Elise Judith Warren.

Loving daughter, beloved friend.

Always in our hearts.

I lean down, and gently place the flowers on the damp grass. I trace the letters of the headstone, tears stinging the corners of my eyes. I still miss her, every day. When they call it a tragedy, they’re right. We could have still been together, if only she’d been true to me. If she’d only known what she was bringing on herself, maybe she would have thought twice.

Instead, she had to go and break my heart.

“And, cut!”

They tell me it’s a wrap, and slowly the crew dismantles, packing up the vans and heading out. But I stay, right by her grave, until the last car winds its way out toward the main gates, and I’m finally alone. The skies are gray and overcast, the graveyard, totally empty.

I reach into my coat pocket and pull it out: the necklace. The chipped metal of the pentagram pendant, the chain broken, still stained with her blood.

I close my fist around it and lean in close to whisper.

“I win.”

BEFORE

“Babe, can you pass me
that soda?”

There’s no reply.

“Tate?”

I reluctantly sit up, squinting through the dark glass of my shades. The gentle curve of the beach stretches in front of me: sparkling white sand leading down to the crystal-blue waters lapping gently against the shore. The sun is hot in a cloudless sky, warming my bare skin. It’s perfection.

I look over at Tate. He’s sitting up with his bare back to me, bent over his cell phone, so I toss my magazine at him.

He looks around. “What? Oh, sorry.” He passes a soda can from the cooler, glancing again at his phone.

“Are they having fun?” I ask.

“Oh, yeah. They’re out on the boat,” he adds. “AK’s taking tons of photos—you know he won’t shut up about that new camera of his.”

I laugh. “Let me guess, we’re going to get fifty-seven million shots of some fish underwater?”

“Pretty much.” Tate grins.

I lie back, letting the sun melt through my bones, taking with it all my tension and stress. Right now, Boston feels like a thousand miles away; college application drama and all my dad’s business worries like something from another life. I let my mind go blank, soothed by the sounds of the waves, and the occasional burst of chatting and laughter from the other beachgoers set up around us on the sand.

Time slips past. Tate’s phone sounds with another text, and then a moment later, I hear his voice. “Shit, I left my sunglasses back at the house.”

“Here, take mine.” I hold them out to him, resting my other elbow over my face to block the sun.

“No, it’s cool. I need to go charge my phone anyway.” Tate gets to his feet and grabs his wallet from the blanket. “I won’t be long.”

“You remember the security code?”

“Yeah, but Elise is still back there, right?”

“She could still be sleeping.” I check my phone, but there
are no new messages. “Check on her for me, okay?” I tell him. “She’s still not replying to my texts.”

“Sure. She’s probably just hungover, though.”

I make a face. “She’s not the only one.”

Tate slips his feet into his flip-flops and makes to leave, but I reach up toward him. He pauses, leaning down to quickly kiss my lips. “Tell her to get her ass down here.” I yawn, “She can lie around in bed any day back home. This is vacation she’s missing here!”

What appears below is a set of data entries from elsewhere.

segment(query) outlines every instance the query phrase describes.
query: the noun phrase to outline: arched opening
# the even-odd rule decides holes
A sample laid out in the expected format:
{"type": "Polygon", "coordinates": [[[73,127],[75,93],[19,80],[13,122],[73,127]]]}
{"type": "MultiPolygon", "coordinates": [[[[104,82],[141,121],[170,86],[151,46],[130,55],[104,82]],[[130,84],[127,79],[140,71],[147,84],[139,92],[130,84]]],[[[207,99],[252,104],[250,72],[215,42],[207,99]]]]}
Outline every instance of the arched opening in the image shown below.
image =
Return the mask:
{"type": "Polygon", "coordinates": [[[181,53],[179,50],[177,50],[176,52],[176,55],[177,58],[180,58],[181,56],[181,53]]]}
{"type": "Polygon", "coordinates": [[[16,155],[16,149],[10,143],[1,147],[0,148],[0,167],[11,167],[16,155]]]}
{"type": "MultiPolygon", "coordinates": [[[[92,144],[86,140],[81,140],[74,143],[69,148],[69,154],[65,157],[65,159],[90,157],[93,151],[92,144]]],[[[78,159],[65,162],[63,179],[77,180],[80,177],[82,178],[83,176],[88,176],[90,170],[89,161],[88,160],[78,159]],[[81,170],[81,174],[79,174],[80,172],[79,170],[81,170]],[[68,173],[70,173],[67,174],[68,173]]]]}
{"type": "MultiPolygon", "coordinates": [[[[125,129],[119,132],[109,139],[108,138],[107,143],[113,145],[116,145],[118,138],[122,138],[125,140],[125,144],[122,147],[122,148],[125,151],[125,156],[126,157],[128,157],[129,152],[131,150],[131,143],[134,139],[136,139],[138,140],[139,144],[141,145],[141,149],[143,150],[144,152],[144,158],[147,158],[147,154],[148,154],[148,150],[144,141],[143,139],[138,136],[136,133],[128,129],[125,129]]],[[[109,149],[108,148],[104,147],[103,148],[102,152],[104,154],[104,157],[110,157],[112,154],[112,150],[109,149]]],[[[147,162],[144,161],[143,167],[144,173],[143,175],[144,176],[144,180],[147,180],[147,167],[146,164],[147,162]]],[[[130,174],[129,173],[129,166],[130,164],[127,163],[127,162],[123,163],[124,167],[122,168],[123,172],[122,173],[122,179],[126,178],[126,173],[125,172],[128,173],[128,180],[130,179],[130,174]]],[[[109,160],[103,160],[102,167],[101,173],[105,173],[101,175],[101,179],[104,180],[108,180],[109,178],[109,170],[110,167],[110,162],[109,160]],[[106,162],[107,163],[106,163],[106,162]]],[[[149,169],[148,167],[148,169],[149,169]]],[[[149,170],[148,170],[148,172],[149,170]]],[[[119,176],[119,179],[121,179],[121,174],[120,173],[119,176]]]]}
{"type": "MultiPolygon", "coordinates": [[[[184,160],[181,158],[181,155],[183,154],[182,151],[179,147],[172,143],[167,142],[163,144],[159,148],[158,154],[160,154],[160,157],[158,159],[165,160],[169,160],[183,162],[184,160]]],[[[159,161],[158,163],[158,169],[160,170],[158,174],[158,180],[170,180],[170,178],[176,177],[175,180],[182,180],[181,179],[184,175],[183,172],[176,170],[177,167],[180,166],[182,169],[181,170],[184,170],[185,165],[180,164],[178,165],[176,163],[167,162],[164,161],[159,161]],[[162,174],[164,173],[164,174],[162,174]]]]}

Tate smiles, then sets off back across the sand.

I find the bottle of lotion, and start to reapply. My skin is pale and always burns easily, but the only alternative is this thick, white goop, sticky and smelling like coconut. I cover myself as best I can, but there’s a wide swathe across my back I can’t reach, so I set the bottle aside and turn back to my magazine, waiting for Tate to return.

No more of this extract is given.